- Michael Betts has opened up about the time he left a soft drink can in the car
- When he began driving down a NSW road with his family it suddenly blew up
- The 41-year-old thought his car battery had exploded or it was a gunshot
- He is speaking up in hopes that no other family’s face the same danger
A father-of-four has opened up about the time a Coca-Cola can suddenly exploded in his hot car.
Michael Betts was driving down the main road in Nambucca Heads, on the north coast of NSW, on September 24 with his wife and children when the can blew up.
‘It sounded like a gunshot went off,’ the 41-year-old told news.com.au.
Michael Betts was driving down the main road in Nambucca Heads, on the north coast of NSW, on September 24 with his wife and children when the can blew up
Mr Betts also thought it might be the car battery but was shocked to learn it was a can he’d left in the car overnight.
‘Instinctively I closed my eyes and ducked, but I was just trying to keep the car straight. If we were travelling at a high speed on a highway, around a corner, it could have all been over,’ he said.

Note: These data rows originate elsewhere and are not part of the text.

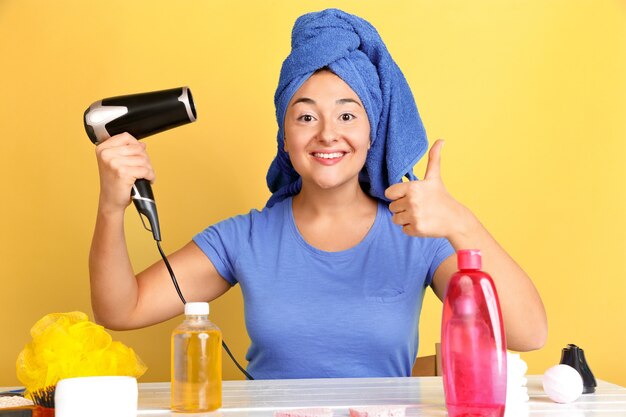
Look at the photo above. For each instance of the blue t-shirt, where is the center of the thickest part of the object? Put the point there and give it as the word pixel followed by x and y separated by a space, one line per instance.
pixel 316 314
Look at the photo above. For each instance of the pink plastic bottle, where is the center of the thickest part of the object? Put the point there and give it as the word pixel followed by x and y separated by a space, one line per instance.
pixel 473 344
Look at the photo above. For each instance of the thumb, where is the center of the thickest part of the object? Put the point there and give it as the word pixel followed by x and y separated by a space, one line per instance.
pixel 433 169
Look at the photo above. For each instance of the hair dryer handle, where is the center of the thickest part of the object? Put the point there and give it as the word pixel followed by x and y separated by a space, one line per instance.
pixel 146 206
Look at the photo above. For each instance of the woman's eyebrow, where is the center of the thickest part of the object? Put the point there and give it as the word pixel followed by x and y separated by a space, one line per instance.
pixel 348 100
pixel 340 101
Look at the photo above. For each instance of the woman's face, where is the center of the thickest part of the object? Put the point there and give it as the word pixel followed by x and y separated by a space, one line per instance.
pixel 327 132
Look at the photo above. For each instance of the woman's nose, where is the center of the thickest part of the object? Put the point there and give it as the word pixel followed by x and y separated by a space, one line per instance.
pixel 327 133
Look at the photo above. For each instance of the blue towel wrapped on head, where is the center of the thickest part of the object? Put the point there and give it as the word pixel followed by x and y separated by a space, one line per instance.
pixel 351 48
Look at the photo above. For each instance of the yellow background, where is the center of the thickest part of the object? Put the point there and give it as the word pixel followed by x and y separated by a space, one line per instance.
pixel 530 96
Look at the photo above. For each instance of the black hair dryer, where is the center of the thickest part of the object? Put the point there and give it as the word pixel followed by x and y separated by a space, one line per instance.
pixel 141 115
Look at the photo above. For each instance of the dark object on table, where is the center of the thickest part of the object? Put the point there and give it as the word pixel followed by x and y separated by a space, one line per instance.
pixel 574 356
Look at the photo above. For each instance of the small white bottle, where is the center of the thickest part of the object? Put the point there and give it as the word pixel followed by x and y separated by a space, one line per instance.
pixel 196 362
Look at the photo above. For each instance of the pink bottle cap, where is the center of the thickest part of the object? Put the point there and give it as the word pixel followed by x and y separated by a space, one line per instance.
pixel 469 259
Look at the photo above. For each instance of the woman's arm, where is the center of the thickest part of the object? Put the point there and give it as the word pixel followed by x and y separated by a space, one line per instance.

As Australia gears up for a long hot summer Mr Betts wants to warn people about the dangers of not keeping your soft drinks cool.
He has already made formal complaints to Coca-Cola Amatil, Fair Trading NSW and the ACCC and hopes to claim $4,000 in cleaning costs.
The family were driving along a road in Nambucca Heads (pictured) when the accident happened
The liquid spray reportedly damaged the car as well as phones and phone cases during the explosion on what was recorded to be a 33 degree day.
A spokesman for Coca-Cola Amatil explained that the back of the can does specifically say the drink should be stored in a ‘cool, dry place.’
‘It’s not ideal to leave any food or drink container in a hot car, on a very hot day, for a long time. Cans can be damaged by excessive temperatures or rough handling,’ Patrick Low said.
From the pictures Mr Betts sent to the company it appeared as though the can had ‘domed’, meaning the domed section of the base expanded outward to cope with the pressure change.
Mr Low explained that there had been no reported injuries from ‘exploding’ cans during hot weather.